5 Experimental results

The experimental results described here were implemented in MATLAB R2013a and Visual C++ 2008 running on an AMD Quad-Core microprocessor. We describe the results in two parts: first, we apply the compression and decompression algorithms to 2D images that contain structured light patterns allowing 3D surface data to be generated from those patterns. The rationale is that a high-quality image compression is required otherwise the resulting 3D structure from the decompressed image will contain apparent dissimilarities when compared to the 3D structure obtained from the original (uncompressed) data. We report on these differences in 3D through visualization and standard measures of RMSE-root mean square error. Second, we apply the method to general 2D images (with no structured light patterns) of different sizes and assess their perceived visual quality and RMSE. Additionally, we compare our compression method with JPEG and JPEG2000 through the visualization of 2D images, 3D surface reconstruction from multiple views and RMSE error measures.
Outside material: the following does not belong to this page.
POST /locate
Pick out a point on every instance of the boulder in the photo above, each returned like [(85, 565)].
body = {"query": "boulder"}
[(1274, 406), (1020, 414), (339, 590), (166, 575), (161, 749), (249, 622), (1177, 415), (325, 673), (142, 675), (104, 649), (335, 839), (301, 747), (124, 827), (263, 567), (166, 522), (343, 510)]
5.1 Results for structured light images and 3D surfaces

3D surface reconstruction was performed with our own software developed within the GMPR group [11, 12, 14]. The justification for introducing 3D reconstruction is that we can make use of a new set of metrics in terms of error measures and perceived quality of the 3D visualization to assess the quality of the compression/decompression algorithms. The principle of operation of GMPR 3D surface scanning is to project patterns of light onto the target surface whose image is recorded by a camera. The shape of the captured pattern is combined with the spatial relationship between the light source and the camera, to determine the 3D position of the surface along the pattern. The main advantages of the method are speed and accuracy; a surface can be scanned from a single 2D image and processed into 3D surface in a few milliseconds [23].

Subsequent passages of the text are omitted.